Topeka With about half the 2002 legislative session gone, it's time for lawmakers to put up or shut up when it comes to fixing a record budget deficit.
That's what House Speaker Kent Glasscock, R-Manhattan, said Friday as he announced that starting March 11, the House will start voting on whether to increase taxes, and if not, where to cut spending.
"There is no other honest way to do this," Glasscock said.
The Legislature faces an approximate $426 million revenue shortfall out of a $4.5 billion budget.
Without an increase in revenue, funding would have to be reduced to schools, social services and higher education, which together make up about 85 percent of the budget.

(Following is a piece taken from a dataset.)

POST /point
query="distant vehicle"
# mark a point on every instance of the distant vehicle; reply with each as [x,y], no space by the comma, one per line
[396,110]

And the shortfall is expected to grow to about $600 million when budget forecasters revise their estimate Friday.
After the new budget figures are in, Glasscock said the House will start filling the hole.
The strategy, Glasscock said, "is forcing the chamber to look squarely at the issue before us."
Once the House picks a revenue level, budget writers will craft a spending plan to fit that mold, Glasscock said.
If the House refuses to adopt a spending plan, the process will start over Â votes on revenue and then budgets to match that revenue.
"We are going to begin the process of grinding them down until they make decisions," Glasscock said. He said he doesn't expect quick progress.
Glasscock said he doesn't want lawmakers to be allowed to talk against tax increases and then refuse to cut the budget.
"All of us here in public service have to match our speeches with our votes," he said.
Because of the size of the revenue shortfall, he said, lawmakers will be able to vote for both tax increases and spending cuts.
Glasscock, a candidate for lieutenant governor on a Republican ticket led by Atty. Gen. Carla Stovall, said he supports an increase in the cigarette tax, and may support other revenue increases before the whole process has been completed.
He said that although Republicans own a significant majority in the House over Democrats, 79-46, Democrats will be needed to help solve the budget problem.
But House Minority Leader Jim Garner, D-Coffeyville, said he wasn't sure Glasscock's plan would work.
"There is concern about how the money is being spent," Garner said. "Maybe there is something to this exercise, but I'm not sure anything is going to come of it."
Meanwhile, in the Senate, President Dave Kerr, R-Hutchinson, said he would appoint a special committee to take a big-picture look at the budget to decide where to go next.
Earlier in the session, Kerr tried unsuccessfully to get lawmakers to agree to a 1 percent to 2 percent budget cut.